Ten days passed before Hal called to say that the canoe was “ready to paddle to the end of the Earth.” It was a time of intense negotiation. After battling my ex-wife for 50 percent custody, I was asking our kids to stay with their mother for at least a dozen weeks while I inched up the globe in a canoe, a notion that prompted considerable indignation. Our two youngest kids, 6-year-old Malcolm and 13-year-old Martha, protested with particular vehemence. Only Gemma, our second child, encouraged me to go.
I concocted a ridiculous itinerary in an effort to satisfy everyone. I would shove off from the confluence of the Minnesota and Mississippi Rivers on April 15, return to Saint Paul from southwestern Minnesota two weeks later for Gemma’s high school graduation, resume paddling for three weeks, and return home from the Canadian border for Martha’s 14th birthday. Then I would go back to the river for three weeks, return home from northern Manitoba for Malcolm’s 7th birthday, put in four more weeks on the river, and return home again on August 6, for Allison’s 18th birthday. Finally, I would return to northern Manitoba for the last weeks of the trip, which I hoped to finish before Malcolm’s first day of school, just after Labor Day.
When I described this plan to my old friend Kocher, hoping to find validation, he raised his eyebrows. “I don’t think you should leave from Minneapolis. José isn’t going to tolerate paddling upstream on the Minnesota River for three weeks. It will take you five days just to make Mankato, which is only an hour’s drive from here. What’s to stop him from calling one of his homies at that point and arranging for a pickup.”
I was irritated by this insight, but I also knew that Kocher was right. He and I had been on enough expeditions to understand the screaming agony long-distance canoeing produces in the mind and body, and the overwhelming impulse to quit. I had to get far enough away so that José wouldn’t have a lot of choices when he inevitably realized that paddling 35 to 40 miles a day was truly torturous.
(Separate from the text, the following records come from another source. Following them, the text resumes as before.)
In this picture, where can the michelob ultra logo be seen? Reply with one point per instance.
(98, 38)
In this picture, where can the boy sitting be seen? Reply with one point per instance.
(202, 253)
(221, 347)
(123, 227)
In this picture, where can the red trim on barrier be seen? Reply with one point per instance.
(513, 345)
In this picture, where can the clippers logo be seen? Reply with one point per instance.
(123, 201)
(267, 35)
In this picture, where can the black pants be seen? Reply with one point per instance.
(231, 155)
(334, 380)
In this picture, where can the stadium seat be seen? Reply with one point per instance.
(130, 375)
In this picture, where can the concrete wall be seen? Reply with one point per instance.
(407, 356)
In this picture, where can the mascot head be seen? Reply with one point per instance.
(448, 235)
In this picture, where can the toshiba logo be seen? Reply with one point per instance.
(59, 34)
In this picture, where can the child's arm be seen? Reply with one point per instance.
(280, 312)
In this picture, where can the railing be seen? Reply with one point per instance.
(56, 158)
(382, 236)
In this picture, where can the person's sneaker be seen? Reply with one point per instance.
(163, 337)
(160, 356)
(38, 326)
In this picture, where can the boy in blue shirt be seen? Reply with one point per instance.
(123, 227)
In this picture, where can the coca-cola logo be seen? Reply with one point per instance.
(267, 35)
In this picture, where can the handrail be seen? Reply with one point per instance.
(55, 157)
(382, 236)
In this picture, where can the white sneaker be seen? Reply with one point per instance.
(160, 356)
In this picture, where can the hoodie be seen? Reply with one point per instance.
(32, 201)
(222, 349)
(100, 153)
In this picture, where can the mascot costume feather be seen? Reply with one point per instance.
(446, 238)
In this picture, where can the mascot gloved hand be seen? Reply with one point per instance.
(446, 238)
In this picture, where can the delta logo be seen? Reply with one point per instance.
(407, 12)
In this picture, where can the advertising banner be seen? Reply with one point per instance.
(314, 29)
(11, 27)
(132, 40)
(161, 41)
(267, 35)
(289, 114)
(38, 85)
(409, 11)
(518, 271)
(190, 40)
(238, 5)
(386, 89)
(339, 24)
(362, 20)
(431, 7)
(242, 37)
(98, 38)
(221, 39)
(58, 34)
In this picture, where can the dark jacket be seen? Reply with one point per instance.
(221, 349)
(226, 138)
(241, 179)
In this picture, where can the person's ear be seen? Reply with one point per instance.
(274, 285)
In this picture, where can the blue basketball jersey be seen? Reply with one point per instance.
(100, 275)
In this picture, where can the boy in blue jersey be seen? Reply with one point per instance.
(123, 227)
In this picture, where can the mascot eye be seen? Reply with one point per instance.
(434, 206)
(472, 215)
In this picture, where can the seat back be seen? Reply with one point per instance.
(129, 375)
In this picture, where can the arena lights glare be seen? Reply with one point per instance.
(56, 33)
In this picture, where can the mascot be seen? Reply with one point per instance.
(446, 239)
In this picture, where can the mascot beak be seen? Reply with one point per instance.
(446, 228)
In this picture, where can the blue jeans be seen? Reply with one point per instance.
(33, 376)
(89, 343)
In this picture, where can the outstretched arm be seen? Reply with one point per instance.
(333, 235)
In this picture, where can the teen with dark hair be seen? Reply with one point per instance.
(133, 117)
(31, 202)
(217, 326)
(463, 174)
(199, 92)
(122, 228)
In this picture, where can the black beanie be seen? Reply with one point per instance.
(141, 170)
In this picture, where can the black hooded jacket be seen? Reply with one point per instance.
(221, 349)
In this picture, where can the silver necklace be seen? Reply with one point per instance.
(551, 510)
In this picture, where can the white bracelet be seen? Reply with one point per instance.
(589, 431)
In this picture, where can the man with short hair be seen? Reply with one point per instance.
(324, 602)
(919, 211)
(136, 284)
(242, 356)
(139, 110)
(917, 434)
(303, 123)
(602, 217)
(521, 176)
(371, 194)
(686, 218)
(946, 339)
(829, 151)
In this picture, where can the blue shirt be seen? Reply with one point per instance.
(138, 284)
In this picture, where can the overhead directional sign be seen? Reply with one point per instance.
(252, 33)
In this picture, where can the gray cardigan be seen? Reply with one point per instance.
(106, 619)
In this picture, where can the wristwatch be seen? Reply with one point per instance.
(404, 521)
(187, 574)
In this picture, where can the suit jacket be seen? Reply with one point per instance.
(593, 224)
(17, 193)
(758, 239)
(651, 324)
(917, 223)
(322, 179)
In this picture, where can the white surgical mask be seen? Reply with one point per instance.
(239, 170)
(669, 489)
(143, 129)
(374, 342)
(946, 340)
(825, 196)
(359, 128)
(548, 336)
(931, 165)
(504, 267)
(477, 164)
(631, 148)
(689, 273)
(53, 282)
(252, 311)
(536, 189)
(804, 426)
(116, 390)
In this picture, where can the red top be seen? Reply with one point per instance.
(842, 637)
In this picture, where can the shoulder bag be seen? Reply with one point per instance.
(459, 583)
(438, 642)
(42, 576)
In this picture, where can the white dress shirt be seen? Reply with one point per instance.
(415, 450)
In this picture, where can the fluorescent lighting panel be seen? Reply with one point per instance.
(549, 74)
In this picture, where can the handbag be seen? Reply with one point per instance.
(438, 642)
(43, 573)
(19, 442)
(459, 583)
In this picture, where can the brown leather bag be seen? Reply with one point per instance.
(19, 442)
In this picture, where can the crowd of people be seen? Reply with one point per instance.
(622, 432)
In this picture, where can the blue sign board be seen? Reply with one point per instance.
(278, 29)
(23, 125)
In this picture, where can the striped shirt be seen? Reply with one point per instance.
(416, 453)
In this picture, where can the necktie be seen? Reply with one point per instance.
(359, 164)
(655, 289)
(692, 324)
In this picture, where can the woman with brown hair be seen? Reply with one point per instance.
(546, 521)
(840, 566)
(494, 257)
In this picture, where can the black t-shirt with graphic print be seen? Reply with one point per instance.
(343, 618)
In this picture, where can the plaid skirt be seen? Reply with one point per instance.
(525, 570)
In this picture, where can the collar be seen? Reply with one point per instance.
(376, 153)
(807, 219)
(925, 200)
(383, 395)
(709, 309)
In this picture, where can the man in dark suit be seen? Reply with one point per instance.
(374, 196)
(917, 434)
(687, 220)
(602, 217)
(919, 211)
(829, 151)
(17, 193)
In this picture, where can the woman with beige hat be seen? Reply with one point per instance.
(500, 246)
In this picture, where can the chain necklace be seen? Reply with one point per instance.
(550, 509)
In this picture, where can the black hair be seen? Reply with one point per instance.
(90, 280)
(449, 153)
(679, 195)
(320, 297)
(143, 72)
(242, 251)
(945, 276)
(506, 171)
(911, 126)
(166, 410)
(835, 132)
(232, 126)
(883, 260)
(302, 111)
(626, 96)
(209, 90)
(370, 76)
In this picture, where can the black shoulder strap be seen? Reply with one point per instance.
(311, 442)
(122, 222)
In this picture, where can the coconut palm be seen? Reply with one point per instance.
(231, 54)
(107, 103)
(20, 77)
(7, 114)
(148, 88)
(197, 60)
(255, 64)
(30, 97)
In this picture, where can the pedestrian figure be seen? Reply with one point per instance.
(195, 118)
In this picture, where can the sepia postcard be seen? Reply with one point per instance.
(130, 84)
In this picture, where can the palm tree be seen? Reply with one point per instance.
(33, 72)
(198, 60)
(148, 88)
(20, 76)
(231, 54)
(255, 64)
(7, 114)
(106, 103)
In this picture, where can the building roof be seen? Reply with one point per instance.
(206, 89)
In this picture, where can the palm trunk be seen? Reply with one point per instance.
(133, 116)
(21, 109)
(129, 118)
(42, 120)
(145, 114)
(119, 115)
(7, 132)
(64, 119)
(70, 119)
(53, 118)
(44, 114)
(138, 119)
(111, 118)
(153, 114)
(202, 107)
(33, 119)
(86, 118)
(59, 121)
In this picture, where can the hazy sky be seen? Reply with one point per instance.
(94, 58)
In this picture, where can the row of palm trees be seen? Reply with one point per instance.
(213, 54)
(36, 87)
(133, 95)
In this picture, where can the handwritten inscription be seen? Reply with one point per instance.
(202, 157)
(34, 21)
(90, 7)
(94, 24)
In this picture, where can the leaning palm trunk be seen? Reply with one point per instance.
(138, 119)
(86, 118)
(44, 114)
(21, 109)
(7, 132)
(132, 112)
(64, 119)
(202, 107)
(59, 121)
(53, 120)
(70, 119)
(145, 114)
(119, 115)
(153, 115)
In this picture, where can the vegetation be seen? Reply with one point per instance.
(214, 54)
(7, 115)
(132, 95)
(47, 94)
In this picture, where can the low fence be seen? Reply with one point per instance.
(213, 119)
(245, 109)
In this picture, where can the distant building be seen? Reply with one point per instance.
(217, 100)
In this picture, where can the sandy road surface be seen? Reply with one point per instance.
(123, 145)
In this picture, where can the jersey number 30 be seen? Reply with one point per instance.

Back at Midwest Canoe, Hal cleared paperwork from his desk and scribbled out my invoice. Then—after I had explained the situation with José, my insane itinerary, and my inability to come to terms with a starting point for the expedition—he set me straight. “You’re not Sevareid,” he spat. “You’re not some teenage kid with nothing else to do. Who are you anyway?”
When I told him I was a graduate student at the University of Minnesota, Hal unleashed a tirade on the state of modern literature. It was “self-indulgent,” he complained, and only reflected “the failure of our society to create original thinkers.” I was astonished that this grumpy man who built and repaired canoes was so passionate about literature.
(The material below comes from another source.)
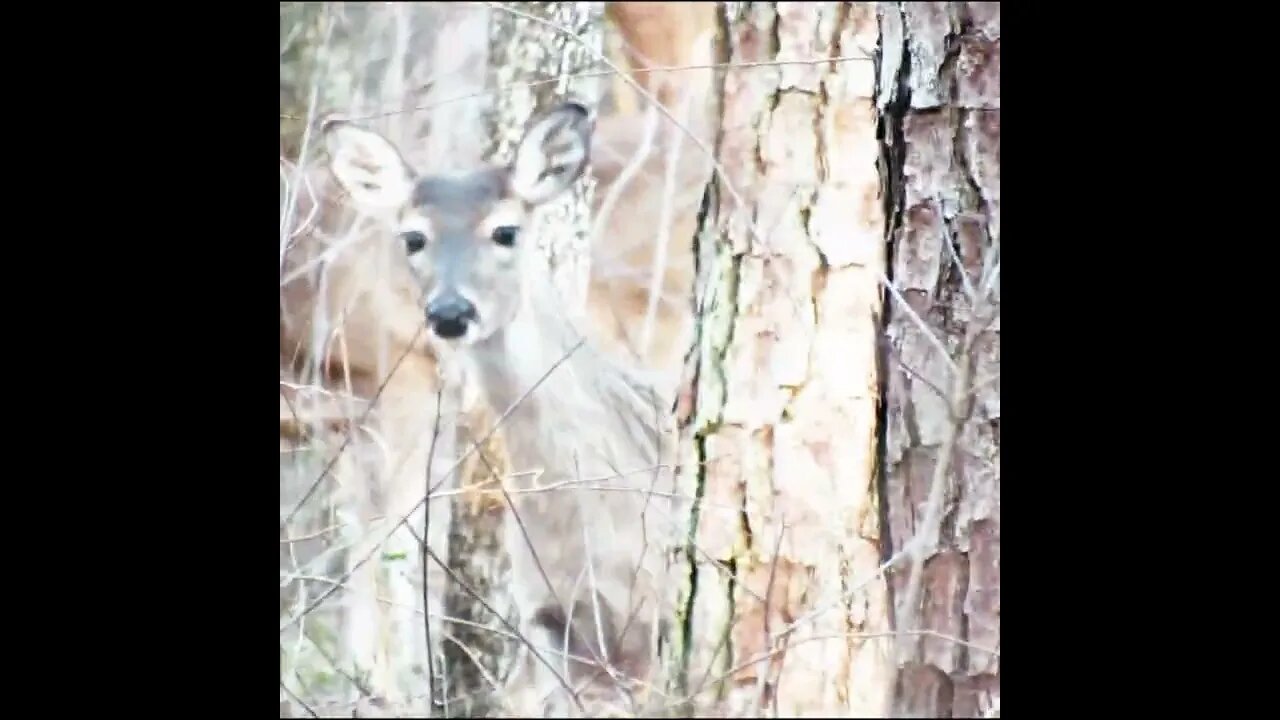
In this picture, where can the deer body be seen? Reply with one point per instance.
(586, 533)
Hal went on to explain that paddling the nearly 500-mile stretch from Lake Winnipeg to the sea on the Hayes River was “like climbing Mount Everest, except that far more people summit Everest every year than reach Hudson Bay on the Hayes. It’s the crown jewel of the canoeing world. The rest of Sevareid’s route, the 1500 miles leading to the Hayes, is really just a driveway to the north end of Lake Winnipeg.”
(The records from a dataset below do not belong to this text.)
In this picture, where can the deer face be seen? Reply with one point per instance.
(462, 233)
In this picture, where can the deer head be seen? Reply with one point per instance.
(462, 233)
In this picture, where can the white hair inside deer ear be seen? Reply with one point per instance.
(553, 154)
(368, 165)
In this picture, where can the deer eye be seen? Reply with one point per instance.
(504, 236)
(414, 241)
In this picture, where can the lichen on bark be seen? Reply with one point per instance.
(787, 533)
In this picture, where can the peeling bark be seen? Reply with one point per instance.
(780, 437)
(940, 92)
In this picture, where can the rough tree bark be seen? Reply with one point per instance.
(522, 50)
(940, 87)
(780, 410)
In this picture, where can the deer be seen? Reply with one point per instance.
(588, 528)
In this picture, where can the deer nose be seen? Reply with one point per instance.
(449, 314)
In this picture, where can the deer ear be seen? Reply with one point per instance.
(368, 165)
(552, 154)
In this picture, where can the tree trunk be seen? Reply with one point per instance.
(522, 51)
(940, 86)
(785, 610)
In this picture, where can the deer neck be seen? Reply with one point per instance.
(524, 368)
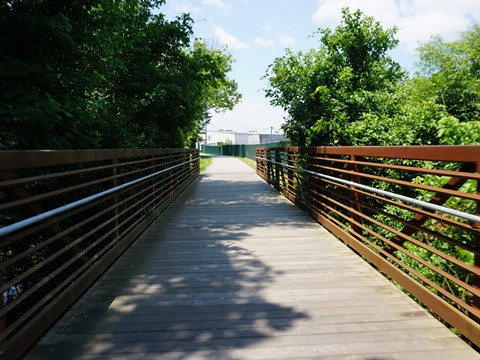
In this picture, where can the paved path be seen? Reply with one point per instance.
(232, 270)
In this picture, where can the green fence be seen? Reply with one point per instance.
(247, 151)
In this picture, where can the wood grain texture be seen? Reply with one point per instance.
(232, 270)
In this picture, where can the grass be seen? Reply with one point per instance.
(205, 161)
(249, 162)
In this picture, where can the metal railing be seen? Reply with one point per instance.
(65, 216)
(412, 212)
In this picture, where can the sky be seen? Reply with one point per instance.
(256, 32)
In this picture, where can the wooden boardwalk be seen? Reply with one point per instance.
(232, 270)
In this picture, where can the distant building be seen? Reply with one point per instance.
(216, 137)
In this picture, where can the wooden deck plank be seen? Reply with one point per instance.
(232, 270)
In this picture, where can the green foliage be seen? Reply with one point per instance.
(90, 74)
(348, 78)
(452, 73)
(205, 161)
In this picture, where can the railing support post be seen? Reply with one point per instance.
(476, 278)
(113, 172)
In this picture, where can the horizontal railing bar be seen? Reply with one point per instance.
(28, 180)
(358, 236)
(427, 247)
(462, 153)
(473, 197)
(34, 219)
(450, 173)
(407, 207)
(424, 204)
(24, 159)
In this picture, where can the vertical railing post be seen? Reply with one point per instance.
(291, 162)
(476, 278)
(355, 204)
(113, 202)
(269, 165)
(278, 168)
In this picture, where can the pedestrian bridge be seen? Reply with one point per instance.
(231, 269)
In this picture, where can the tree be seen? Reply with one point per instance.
(451, 73)
(105, 73)
(349, 77)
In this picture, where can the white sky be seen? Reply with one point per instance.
(258, 31)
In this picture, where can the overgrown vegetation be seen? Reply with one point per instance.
(205, 162)
(349, 91)
(105, 74)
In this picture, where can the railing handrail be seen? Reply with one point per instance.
(67, 216)
(419, 227)
(462, 153)
(61, 209)
(392, 195)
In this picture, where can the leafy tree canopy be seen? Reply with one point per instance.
(350, 92)
(105, 73)
(350, 75)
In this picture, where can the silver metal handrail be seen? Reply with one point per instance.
(389, 194)
(48, 214)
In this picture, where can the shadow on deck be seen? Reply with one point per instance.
(232, 270)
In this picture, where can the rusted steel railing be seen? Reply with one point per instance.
(412, 212)
(65, 216)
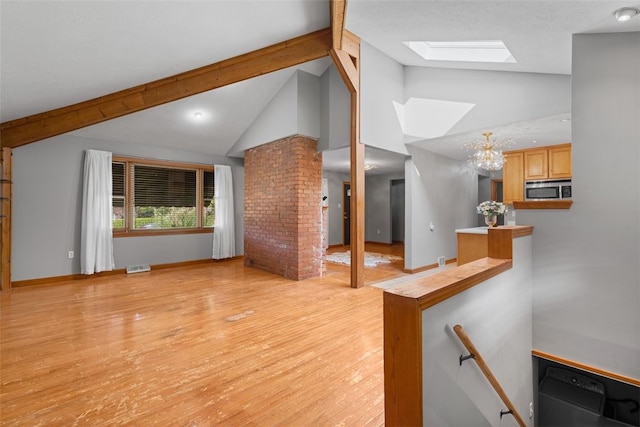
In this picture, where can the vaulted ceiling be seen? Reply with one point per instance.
(57, 53)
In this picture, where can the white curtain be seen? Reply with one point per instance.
(224, 241)
(97, 237)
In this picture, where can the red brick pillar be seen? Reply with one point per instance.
(283, 208)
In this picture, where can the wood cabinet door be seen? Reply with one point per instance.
(560, 162)
(535, 164)
(513, 177)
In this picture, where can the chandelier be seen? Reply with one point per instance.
(488, 154)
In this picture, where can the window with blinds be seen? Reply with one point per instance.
(149, 195)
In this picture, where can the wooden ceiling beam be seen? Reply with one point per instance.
(282, 55)
(345, 53)
(337, 10)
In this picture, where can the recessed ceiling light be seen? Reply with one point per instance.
(468, 51)
(625, 13)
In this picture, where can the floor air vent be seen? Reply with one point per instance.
(138, 268)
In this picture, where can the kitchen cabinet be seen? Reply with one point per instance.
(513, 177)
(536, 164)
(542, 163)
(560, 161)
(552, 162)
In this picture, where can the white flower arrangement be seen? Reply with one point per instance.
(491, 208)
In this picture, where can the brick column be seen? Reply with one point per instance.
(283, 208)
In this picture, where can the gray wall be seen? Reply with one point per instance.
(381, 83)
(496, 315)
(335, 111)
(587, 258)
(439, 191)
(500, 97)
(295, 109)
(47, 206)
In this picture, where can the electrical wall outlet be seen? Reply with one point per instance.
(530, 410)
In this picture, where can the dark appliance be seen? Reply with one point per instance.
(567, 398)
(547, 190)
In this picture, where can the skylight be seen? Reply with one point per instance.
(467, 51)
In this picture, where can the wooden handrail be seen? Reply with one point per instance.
(487, 373)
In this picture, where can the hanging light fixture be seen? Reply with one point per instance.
(488, 154)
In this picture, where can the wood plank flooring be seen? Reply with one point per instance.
(211, 344)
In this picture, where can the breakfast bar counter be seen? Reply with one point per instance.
(473, 242)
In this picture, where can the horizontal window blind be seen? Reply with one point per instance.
(158, 197)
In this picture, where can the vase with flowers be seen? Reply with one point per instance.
(490, 211)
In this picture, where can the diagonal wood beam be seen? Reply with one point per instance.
(337, 10)
(282, 55)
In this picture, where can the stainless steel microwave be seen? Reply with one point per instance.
(547, 190)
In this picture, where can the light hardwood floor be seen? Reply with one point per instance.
(211, 344)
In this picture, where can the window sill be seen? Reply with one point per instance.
(543, 204)
(140, 233)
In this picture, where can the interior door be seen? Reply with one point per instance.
(346, 213)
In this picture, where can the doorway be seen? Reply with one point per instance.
(397, 210)
(346, 213)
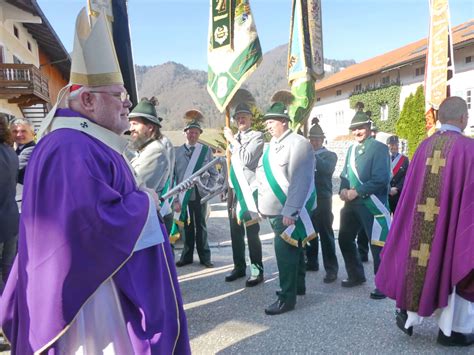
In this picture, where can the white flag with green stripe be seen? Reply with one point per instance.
(377, 208)
(305, 58)
(234, 50)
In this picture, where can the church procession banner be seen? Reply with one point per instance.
(305, 57)
(439, 59)
(234, 50)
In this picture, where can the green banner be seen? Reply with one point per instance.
(221, 23)
(305, 58)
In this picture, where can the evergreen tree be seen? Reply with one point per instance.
(411, 123)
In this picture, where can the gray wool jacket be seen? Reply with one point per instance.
(293, 155)
(9, 216)
(250, 150)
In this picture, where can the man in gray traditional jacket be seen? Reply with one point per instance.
(286, 196)
(190, 157)
(151, 162)
(246, 148)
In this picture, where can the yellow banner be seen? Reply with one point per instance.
(439, 50)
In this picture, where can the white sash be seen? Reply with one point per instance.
(303, 215)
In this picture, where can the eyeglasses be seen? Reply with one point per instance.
(122, 96)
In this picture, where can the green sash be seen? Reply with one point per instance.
(246, 195)
(380, 211)
(303, 229)
(195, 163)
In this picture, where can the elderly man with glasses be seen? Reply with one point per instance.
(93, 258)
I confessed to Hal that I was unsure what the trip would accomplish if we didn’t start in Minneapolis and end at Hudson Bay, as Sevareid had done.
This was the most preposterous thing he had ever heard. “Why would you want to do what someone else has done? Totally unoriginal. Are you Eric Arnold Sevareid? For Christ’s sake, didn’t you say you were a writer? Take this Indian–Puerto Rican kid, this José, and make the journey your own. Canoeing with the Cree has already been written. Write your own story. Write Canoeing with José!”
Over the following days, I checked out nearly 20 topographical maps covering Sevareid’s entire route from an obscure campus library for geography majors. I took them home and pored over the charts, which were covered by blue veins of water and the green flesh of mother earth.
And then one afternoon, I dropped in to see José at Pawn Minnesota, as I had done almost every day since he agreed to come on the trip. Dressed in his freshly pressed uniform, a white shirt with narrow black tie, he bought and sold just about everything: hand tools, DVDs, video games, guitars, televisions, stereos, computers, MP3 players. My repeated visits provided opportunities to remind him about our impending departure, and to implore him to get a pair of glasses for the trip.
Nearly blind, José never noticed me until I was next in line at his counter.
“Good afternoon, sir,” José said professionally.
“Did you get the stuff yet?” I whispered confidentially. I had given him a list of items to acquire before the day planned for our departure.
Each time I asked he seemed surprised, and each time his reply was the same: “No, dawg, not yet. But I will.” It was unnerving to be putting so much energy into researching the route and acquiring gear, unsure if José was serious about going.
When I unrolled the maps for him later that night at my apartment, José seemed uninterested. He looked away and changed the subject. His older brother had been released from prison recently after having raped an adolescent cousin, and he and José had met two young women, wealthy members of one of Minnesota’s casino-rich Dakota tribes. They had moved in with these women, using them for their Escalades, condos, and booze. It was a cushy setup, and I feared José might never leave.
I pointed to the region north of Lake Winnipeg, where we would encounter treacherous white water and long stretches of wilderness. I also explained how we would have to be particularly mindful of polar bears.
“Oh, hell no, bro,” he cried, “I ain’t going into no polar bear territory. That ain’t even close to how I’m going out. You for reals?”
I assured him I was, and went to the computer to search polar bears. The first listing was a polar bear fact sheet. Up came a colorful page from Ranger Rick magazine, illustrated with endangered species from around the world: a mountain gorilla bared his teeth and pounded his chest, a komodo dragon swiped the air with its razor-sharp claw, and a massive polar bear stalked a field of snow and ice.
José leaped back from the screen and backed away to the far side of the living room, shouting, “Hell no. Hell no. I ain’t canoeing through no jungle with dragons and gorillas. Oh, fuck no. Are you insane, dawg? I ain’t going.”
I laughed aloud at the notion that these equatorial creatures would haunt our northern journey, then promised that there would be no gorillas or dragons, and that, in the unlikely event we were attacked by a polar bear, I would fill said predator with all the lead at my disposal. José seemed appeased for the most part, and we agreed again on the date of our departure, just a few days away.
Finally, the day before we were to set out, I left José in a van idling outside my ex-wife’s building in downtown Saint Paul and climbed the five flights to her apartment. The ink was still fresh on our divorce, and I dreaded every interaction with Jane. I was 20 and she 24 when we first met in a Native American studies class at the University of Minnesota. She was pretty and outgoing, I was lonely and increasingly estranged from my family. And I couldn’t help but fall in love with Jane’s two-year-old daughter, Allison. In that brief initial period of purity in our relationship, I committed to raising Allison, and it was this that had kept us together through a series of moves across Minnesota, Spain, South Dakota, Texas, and Alaska.
We had shared incredible intimacy in our marriage, but in recent years Jane and I had come to distrust each other. And now I resented her for hovering as I hugged the kids and said a silent prayer. Having long subdued my emotions in her presence, I said goodbye without shedding any tears. But I couldn’t help but linger at the door as Malcolm and Martha pleaded with their eyes for me to stay.